In many cases every word counts. Words contain clues.
How to Respond
Accept the cold email rejection. Embrace it. After all, rejection frees you to pursue chasing more yeses.
Most of all, study the rejection; word for word, consider it for a moment. Within rejections most of my students find gold. But only if you take the emotion out. Remove your disappointment and expectation.
In Mark’s case:
- The prospect is not saying no to a discussion, he’s saying he has “a plan in place.”
- Mark got him! The prospect did reply initially. If he wasn’t open to hearing from Mark again would he have replied? (at all)
- The cold email and follow-up worked: It was provocative enough for Colin to quickly understand — and reply to. It was easy for him to do so.
- The prospect should expect Mark might reply given his response.
Thus, Mark should reply, but carefully and casually. Without sounding needy or disappointed. This part is key. Mark’s reply should remain neutral and embrace Colin’s cold email rejection.
Mark replied: “Thanks Colin. Sorry if asking was pushy. May I ask what your plan is? If you choose to not share, it’s ok. I ask to understand, not push you.”
Affirming your prospect’s right to choose is a psychological trigger.
This tactic indirectly says to your target: “I am not threatening your right to say no. I’m at peace with your power over me.”
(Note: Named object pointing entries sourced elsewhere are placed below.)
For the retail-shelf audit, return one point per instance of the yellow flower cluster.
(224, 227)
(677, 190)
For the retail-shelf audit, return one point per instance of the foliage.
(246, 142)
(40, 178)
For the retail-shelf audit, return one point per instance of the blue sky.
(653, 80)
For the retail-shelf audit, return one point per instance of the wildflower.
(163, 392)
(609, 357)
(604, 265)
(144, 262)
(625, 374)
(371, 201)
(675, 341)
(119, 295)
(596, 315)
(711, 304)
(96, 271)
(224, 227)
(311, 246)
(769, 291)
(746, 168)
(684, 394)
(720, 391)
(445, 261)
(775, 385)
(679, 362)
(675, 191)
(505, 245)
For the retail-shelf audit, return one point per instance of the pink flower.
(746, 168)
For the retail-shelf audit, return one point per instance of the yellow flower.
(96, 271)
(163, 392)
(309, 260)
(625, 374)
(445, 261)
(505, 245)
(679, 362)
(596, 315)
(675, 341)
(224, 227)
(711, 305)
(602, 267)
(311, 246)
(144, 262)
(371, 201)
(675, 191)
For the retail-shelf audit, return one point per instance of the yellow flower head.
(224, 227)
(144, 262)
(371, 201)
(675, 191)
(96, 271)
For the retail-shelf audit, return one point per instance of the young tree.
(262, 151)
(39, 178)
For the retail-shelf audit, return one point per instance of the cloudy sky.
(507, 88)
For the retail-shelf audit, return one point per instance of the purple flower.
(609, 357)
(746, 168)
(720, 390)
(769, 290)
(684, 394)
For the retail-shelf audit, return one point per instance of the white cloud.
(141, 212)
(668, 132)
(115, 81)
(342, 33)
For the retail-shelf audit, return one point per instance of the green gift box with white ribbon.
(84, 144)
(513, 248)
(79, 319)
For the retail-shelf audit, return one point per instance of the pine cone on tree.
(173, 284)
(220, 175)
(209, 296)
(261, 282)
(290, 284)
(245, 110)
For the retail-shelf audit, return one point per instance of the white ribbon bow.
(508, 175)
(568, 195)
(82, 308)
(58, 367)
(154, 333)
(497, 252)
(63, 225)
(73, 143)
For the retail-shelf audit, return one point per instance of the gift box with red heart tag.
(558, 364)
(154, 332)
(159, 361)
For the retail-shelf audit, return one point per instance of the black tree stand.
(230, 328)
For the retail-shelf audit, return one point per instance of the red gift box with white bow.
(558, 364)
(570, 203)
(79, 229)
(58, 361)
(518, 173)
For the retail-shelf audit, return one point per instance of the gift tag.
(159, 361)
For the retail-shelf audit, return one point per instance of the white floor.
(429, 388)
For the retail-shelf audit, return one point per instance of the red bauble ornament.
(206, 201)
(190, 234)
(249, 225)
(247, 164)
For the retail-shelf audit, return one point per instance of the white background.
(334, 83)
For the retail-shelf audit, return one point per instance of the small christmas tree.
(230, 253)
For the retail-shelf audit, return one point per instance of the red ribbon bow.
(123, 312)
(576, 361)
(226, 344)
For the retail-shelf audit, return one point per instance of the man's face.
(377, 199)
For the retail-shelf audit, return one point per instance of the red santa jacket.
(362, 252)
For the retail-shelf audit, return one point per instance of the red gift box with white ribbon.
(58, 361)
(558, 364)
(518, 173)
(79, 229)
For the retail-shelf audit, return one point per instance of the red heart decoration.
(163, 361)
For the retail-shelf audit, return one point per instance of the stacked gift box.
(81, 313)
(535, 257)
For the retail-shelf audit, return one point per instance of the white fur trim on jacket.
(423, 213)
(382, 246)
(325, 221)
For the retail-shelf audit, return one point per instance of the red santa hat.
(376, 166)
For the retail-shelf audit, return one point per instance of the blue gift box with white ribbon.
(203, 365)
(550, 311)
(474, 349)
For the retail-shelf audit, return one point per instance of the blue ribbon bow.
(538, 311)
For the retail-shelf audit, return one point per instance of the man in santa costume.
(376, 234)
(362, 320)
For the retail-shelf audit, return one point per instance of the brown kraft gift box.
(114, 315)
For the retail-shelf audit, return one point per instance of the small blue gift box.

It’s the one really easy persuasion technique everyone should know: Affirming your prospect’s right to choose. Supported by 42 studies on 22,000 people it’s practical, can be applied in almost any situation and works consistently.
Remember: The more you need the meeting, discussion or sale the more your prospect feels it … and the more you will be rejected. Simply because your words telegraph “I’m wanting it very badly.”
How do you respond to cold email rejection? Do you politely accept that rejection yet probe a little deeper … as a habit? Selectively?